After receiving the tag IDs that have been detected, the position of the reader is estimated computationally. The easiest approach is to calculate the center of gravity of all the tags detected, but this method might not be the most appropriate because the reader might detect tags that are way off. Thus, a clustering approach can be more suitable. This method can locate clusters of tags and disregard outliers. For this purpose, GIS software that can perform spatial statistics operations can be used. In particular, the Hot Spot Analysis (Getis-Ord Gi*) can locate the clustering (Esri). There should be no reason to use global statistics first, which shall identify whether or not clustering exists, since it is taken for granted that there is a cluster of detected tags.
The reader in an implementation of a fixed grid of passive RFID tags can be small enough to be portable by blind people. An example is a prototype called SmartVision (Fernandes, Filipea, Costa, & Barroso, 2014), aimed at providing location-based services for the blind. The prototype is based on the same principle as the example above. There is a base layer of RFID tags which marks the area the people can move and several “layers” of points of interest (POI). Of course, the tags used still only store their ID information; whether a specific tag belongs to layers with POIs is associated in the GIS database. This way, people can navigate (or be informed about their position) on many levels, e.g. on a position marked as ‘safe’ (not wet, for example, since the database can be updated in real-time) and marked as ‘room 5’.
It is possible, however, to use RFID-based positioning system as above but for linear location sensing; along a path, for example. Active RFID systems operating at high frequencies (microwave) are already being used for electronic toll collection on motorways. Though they can be used (and are used) for tracking of vehicles and road traffic monitoring, they do not provide ‘position’ information in the sense of exact location of a vehicle on the road. Contrary to indoor positioning, the main challenge here is the moving speed of the tracked object (the car) and the selection of an RFID system with transponders able to communicate whilst moving at high speeds.
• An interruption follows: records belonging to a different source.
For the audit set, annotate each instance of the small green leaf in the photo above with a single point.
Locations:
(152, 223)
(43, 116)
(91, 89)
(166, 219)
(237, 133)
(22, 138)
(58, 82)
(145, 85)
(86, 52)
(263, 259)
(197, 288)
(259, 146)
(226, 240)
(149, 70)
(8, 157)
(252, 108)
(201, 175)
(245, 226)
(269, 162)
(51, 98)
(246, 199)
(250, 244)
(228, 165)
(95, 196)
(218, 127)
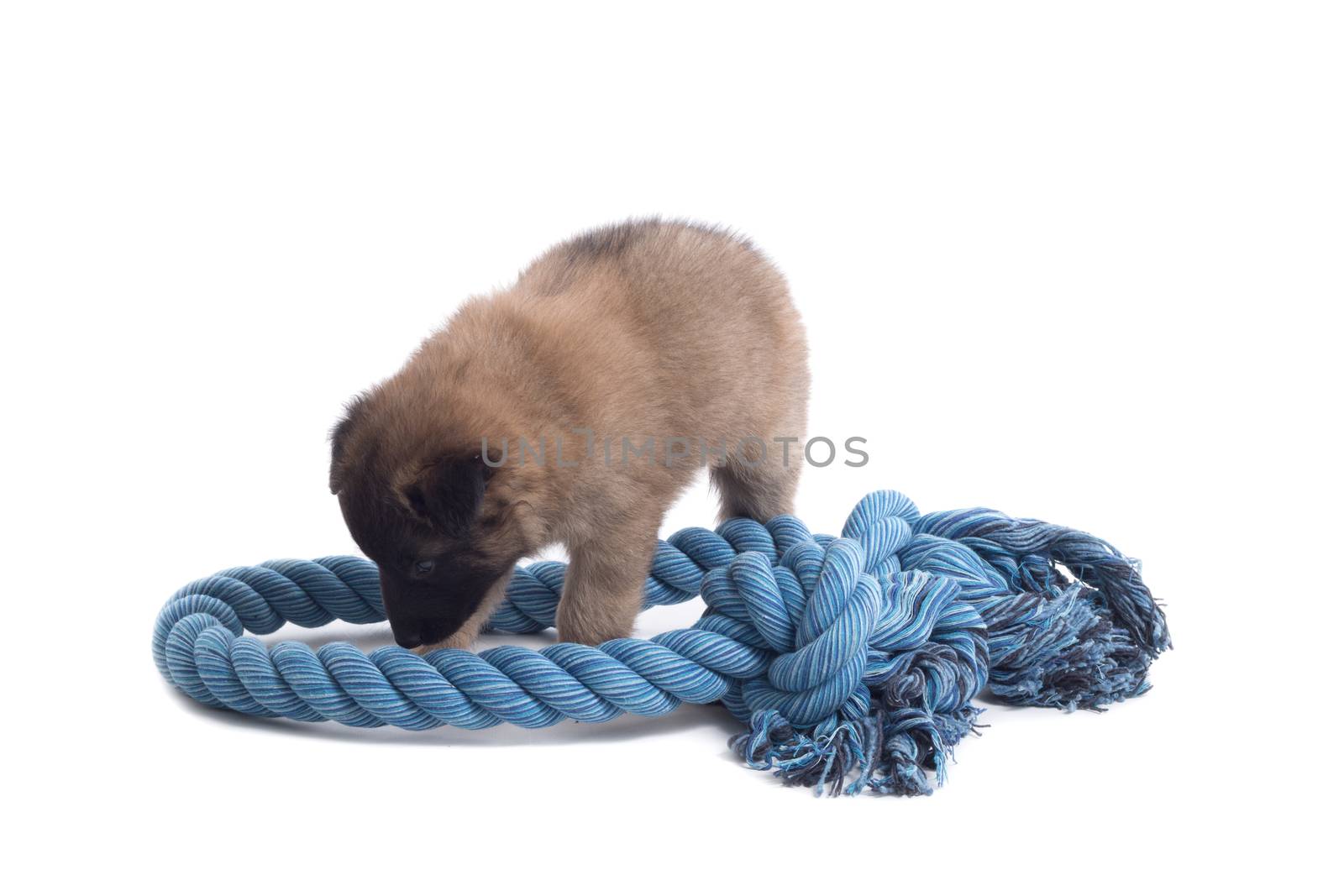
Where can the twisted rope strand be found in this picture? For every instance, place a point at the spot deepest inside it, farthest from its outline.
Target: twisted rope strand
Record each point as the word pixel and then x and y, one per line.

In addition, the reader and the middleware installed on the car must be able to handle high data rate, given that many tags are read in a short time frame. Even if the tags only communicate their ID codes, the data adds up. In the experimentation setting of (Chon, Jun, Jung, & An, 2004), the reader moving at 165 km/h needs 81 cm of travel distance to read 128 bits of data from a stationary tag, therefore, its read range has to be at least 81 cm.
The implementation opposite of §3.1 is to set readers to a fixed and known position and estimate the position of RFID tags within their interrogation field. The techniques used for this purpose are the ones presented in §1.3.
Implementing an RFID-based system for positioning, especially indoor positioning, can have some advantages over competitive systems. RFID generally is a simple, flexible, portable and low-cost system that can provide identification, in a supply chain for example, and location information at the same time. However, the communication is one-way when dealing with passive tags and undesirable multipath effects are observed (Bai, Wu, Wu, & Zhang, 2012).
While the positioning techniques mentioned above are mainly focused on either 2D or 2.5D, the possibilities offered by a 3D positioning system are significant, especially in work sites. An example of such a location sensing system is by (Ko, 2013) and provides users with an alternative to the RFID-based symbolic tracking methods, such as the ones in a supply chain.